A well-designed Google product lets new users jump in, offers help when
necessary, and ensures that users can make simple and intuitive use of the
product's most valuable features. Progressive disclosure of advanced features
encourages people to expand their usage of the product. Whenever appropriate,
Google offers smart features that entice people with complex online lives –
for instance, people who share data across several devices and computers, work
online and off, and crave storage space."

------
nakajima
From Seth's post:

 _Why not consider making it easy for the confused to ask for help? And treat
them with respect when they do. If you don't create a little confusion, it's
unlikely you've built something remarkable._

I think it's an interesting way to look at things, but ultimately flawed. When
confusion exists, there are many ways to alleviate it. Facebook takes the
"blank slate" as an opportunity to actively educate the user. So does
37Signals (<http://gettingreal.37signals.com/ch09_The_Blank_Slate.php>).
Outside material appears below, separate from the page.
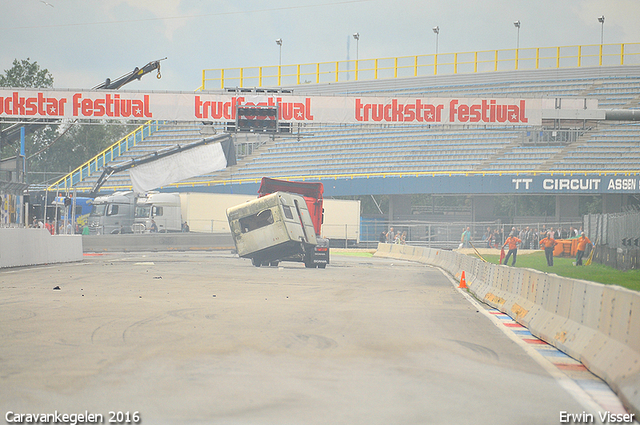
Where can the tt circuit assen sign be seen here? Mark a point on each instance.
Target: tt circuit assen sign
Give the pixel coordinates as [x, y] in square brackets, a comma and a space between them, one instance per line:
[18, 103]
These things may not turn "n00bs" into power users, but they'll at least reach
a level of proficiency where they feel comfortable. That's the crucial first
step. It only takes a few of them to advance to the next level (harnessing
their understanding of your design to think of new ways of applying it) to
make things really interesting.

------
richtaur
Short answer: no. Long answer: don't ignore any users you potentially want to
have. It's just bad business.